MEDICINA GENERALE, TANTI PROVVEDIMENTI MA NESSUN DISEGNO

TRA IPOTESI DI DIPENDENZA E MISURE TAMPONE NON SI VEDE UNA STRATEGIA

Sono sempre più frequenti notizie di provvedimenti e anticipazioni di progetti di riforma che vorrebbero risolvere – o almeno rendere meno gravi – i molti problemi della medicina territoriale in Italia. Ma anche se dopo la pandemia la politica si è finalmente accorta dello stato in cui versa il Sistema sanitario nazionale non appare alcuna strategia complessiva da queste misure, che sembrano nella migliore delle ipotesi dei provvedimenti tampone.

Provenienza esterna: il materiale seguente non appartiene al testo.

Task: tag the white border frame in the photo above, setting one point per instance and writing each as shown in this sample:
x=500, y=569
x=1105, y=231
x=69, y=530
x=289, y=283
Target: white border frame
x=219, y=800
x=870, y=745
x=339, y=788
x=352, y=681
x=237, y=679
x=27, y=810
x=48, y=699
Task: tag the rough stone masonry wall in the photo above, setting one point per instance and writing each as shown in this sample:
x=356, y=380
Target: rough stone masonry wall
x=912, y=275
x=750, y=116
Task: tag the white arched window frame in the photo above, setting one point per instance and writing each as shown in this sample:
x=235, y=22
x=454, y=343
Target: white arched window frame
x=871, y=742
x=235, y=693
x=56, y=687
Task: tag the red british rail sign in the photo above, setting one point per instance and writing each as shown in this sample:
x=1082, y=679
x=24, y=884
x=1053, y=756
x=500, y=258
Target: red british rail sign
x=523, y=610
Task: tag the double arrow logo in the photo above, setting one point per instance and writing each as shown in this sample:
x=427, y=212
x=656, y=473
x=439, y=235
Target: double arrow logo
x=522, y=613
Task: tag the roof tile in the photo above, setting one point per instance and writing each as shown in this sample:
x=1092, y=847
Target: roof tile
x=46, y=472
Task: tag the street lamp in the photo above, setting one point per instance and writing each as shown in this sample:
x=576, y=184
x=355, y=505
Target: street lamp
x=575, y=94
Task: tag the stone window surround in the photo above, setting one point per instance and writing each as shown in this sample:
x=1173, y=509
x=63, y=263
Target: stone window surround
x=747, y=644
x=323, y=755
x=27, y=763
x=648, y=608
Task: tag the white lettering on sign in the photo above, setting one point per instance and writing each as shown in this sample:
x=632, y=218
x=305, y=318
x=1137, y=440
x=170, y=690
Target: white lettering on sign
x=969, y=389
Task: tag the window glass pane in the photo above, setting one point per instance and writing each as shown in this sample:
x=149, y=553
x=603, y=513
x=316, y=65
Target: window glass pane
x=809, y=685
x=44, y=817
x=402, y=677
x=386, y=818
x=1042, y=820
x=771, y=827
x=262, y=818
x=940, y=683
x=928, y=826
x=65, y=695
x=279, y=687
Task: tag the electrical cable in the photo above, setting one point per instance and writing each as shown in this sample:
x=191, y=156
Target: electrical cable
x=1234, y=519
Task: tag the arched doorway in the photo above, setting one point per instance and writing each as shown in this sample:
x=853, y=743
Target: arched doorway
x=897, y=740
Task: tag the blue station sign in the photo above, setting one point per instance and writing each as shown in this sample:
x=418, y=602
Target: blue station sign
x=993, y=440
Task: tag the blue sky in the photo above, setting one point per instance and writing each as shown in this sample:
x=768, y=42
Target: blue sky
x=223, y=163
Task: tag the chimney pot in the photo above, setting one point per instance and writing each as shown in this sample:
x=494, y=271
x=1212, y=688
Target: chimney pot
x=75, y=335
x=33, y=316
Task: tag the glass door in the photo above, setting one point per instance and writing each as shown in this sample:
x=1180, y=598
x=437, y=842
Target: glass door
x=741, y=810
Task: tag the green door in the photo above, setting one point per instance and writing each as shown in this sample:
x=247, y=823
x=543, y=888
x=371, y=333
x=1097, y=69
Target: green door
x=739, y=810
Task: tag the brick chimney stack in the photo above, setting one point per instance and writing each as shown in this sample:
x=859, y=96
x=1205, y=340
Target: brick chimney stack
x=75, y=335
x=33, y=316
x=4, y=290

È questo il caso ad esempio dell’emendamento di maggioranza approvato la scorsa settimana dalla Commissione Bilancio della Camera, che permette fino al 2026 ai medici del ruolo unico di assistenza primaria di avere fino a 1.000 assistiti. Il fatto positivo è che questa misura almeno in teoria consente a 1,5 milioni di italiani di avere accesso a un medico di medicina generale: ma a patto che questi medici vogliano farsene carico – e ai medici della Continuità Assistenziale incaricati non si possono affidare pazienti, mentre i titolari sono rimasti molto pochi. Quindi anche se in teoria l’emendamento “crea” dei medici di famiglia che prima non c’erano, resta da vedere quanti professionisti decideranno effettivamente di assistere dei cittadini in questo modo. Quantomeno estemporanea, poi, appare la volontà del Ministro della Salute Schillaci di voler rendere i nuovi medici di medicina generale dipendenti pubblici per lavorare nelle Case di Comunità. Al di là del merito della misura, una riforma così profonda del sistema della convenzione non può infatti essere proposta senza indicare non solo modi e tempi, ma soprattutto le coperture finanziarie, considerando che non si possono usare i fondi PNRR per spese di personale ma solo per investimenti.

Il problema di fondo quindi rimane sempre lo stesso, ovvero il fatto che mancano nuovi medici di medicina generale e che l’età media degli attuali è piuttosto alta: al momento si riesce a garantire il servizio grazie all’adozione di nuovi modelli organizzativi e forme associative, ma il rischio concreto, se non ci sarà una massiccia iniezione di nuovi medici di famiglia sui territori, è  quello di un vero e proprio default. E per evitarlo il primo passo è quello di rendere la professione davvero attrattiva per i neolaureati in medicina con dei provvedimenti che facciano parte di una strategia organica, alleggerendo il carico burocratico e dando modo ai medici di famiglia di coniugare meglio i tempi di vita e di lavoro.